Right now we are three people in charge of receiving ideas. Our goal is to ensure that people have all the information they need about the process, to detect if some people share a similar idea to connect them, to help them preparing the presentation of their project and to communicate about the Lab.

What is the selection process?

Once someone submit us an idea, it starts an incubation phase. During this phase, the goal of the person which submited the idea is to find other people motivated to work on the project and to preprare a presentation of the project.

At regular interval, there will be a selection and each team will be able to present its project. The manager will then select an idea, and this idea will start the realization phase. If a team does not feel ready, it can skip this selection and continue its incubation until it feels confident enough.

What will happen when an idea is selected?

A small team will be created to work on this idea for a designated time. We would like teams to be of 3 people and projects to last at least 3 months. But each idea is original so there is a lot of flexibility. It could be 2 people working 2 months, or 3 working 4 months. Each team member would work at least 80% of its time on the project, so it would be its main focus (once again, it can change on an individual basis).

What is the expected outcome of the project?

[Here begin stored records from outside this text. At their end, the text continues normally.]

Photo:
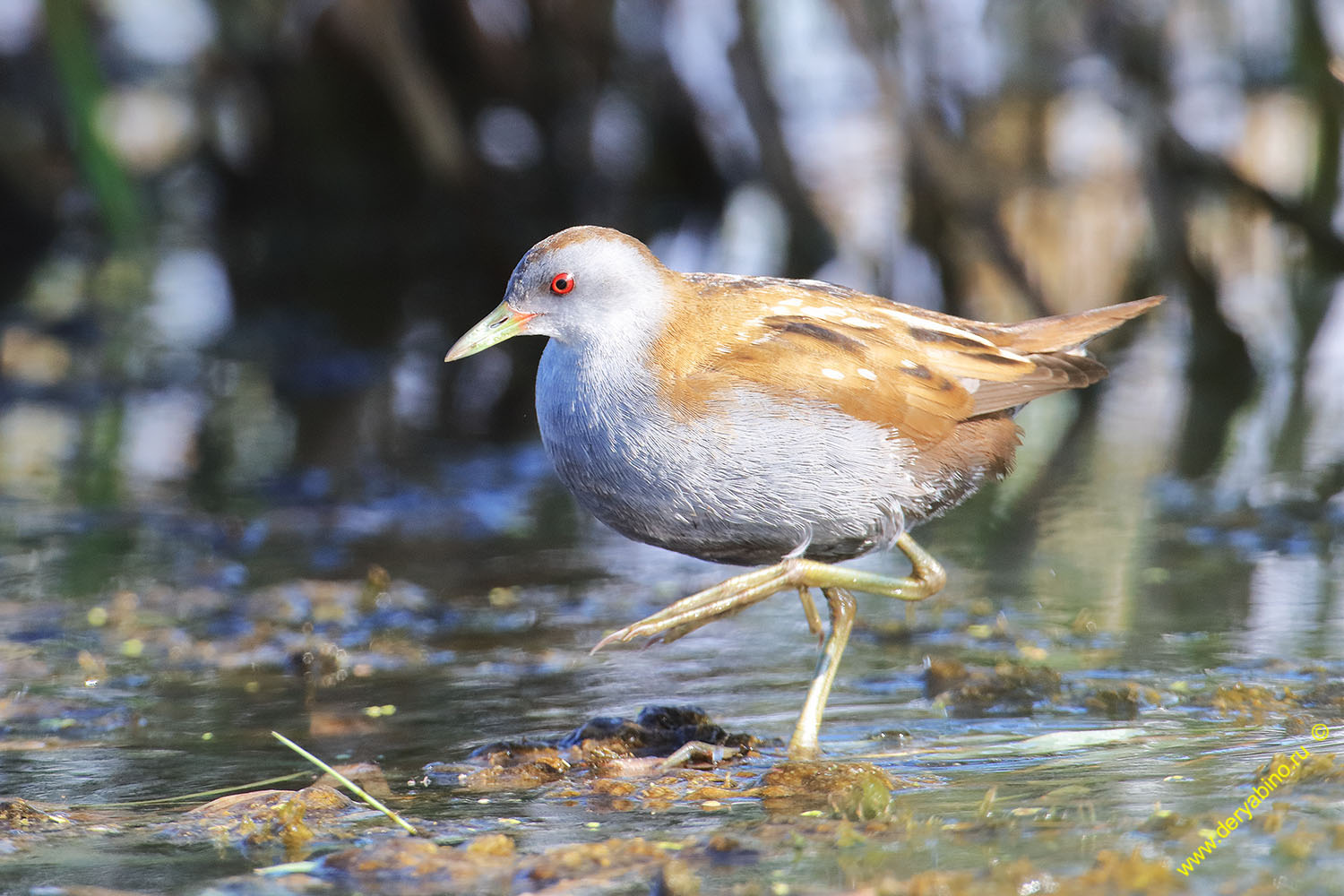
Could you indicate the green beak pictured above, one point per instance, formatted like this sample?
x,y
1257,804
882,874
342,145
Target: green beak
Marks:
x,y
499,325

Several positive outcomes are expected:

  • learning new things,
  • improving collaboration between members of different teams,
  • providing a great deal of value to the company.

Because we are not sure if a project will succeed or not, the Lab will require only one deliverable: a post-mortem blog post.

About the Blog

The first goal of this blog is to share the results of the Lab. We will publish here what we learned with this experience and the post-mortem of the projects. We would love to use it as well to share more about our open-source work or to describe what it is to work at ABC Arbitrage.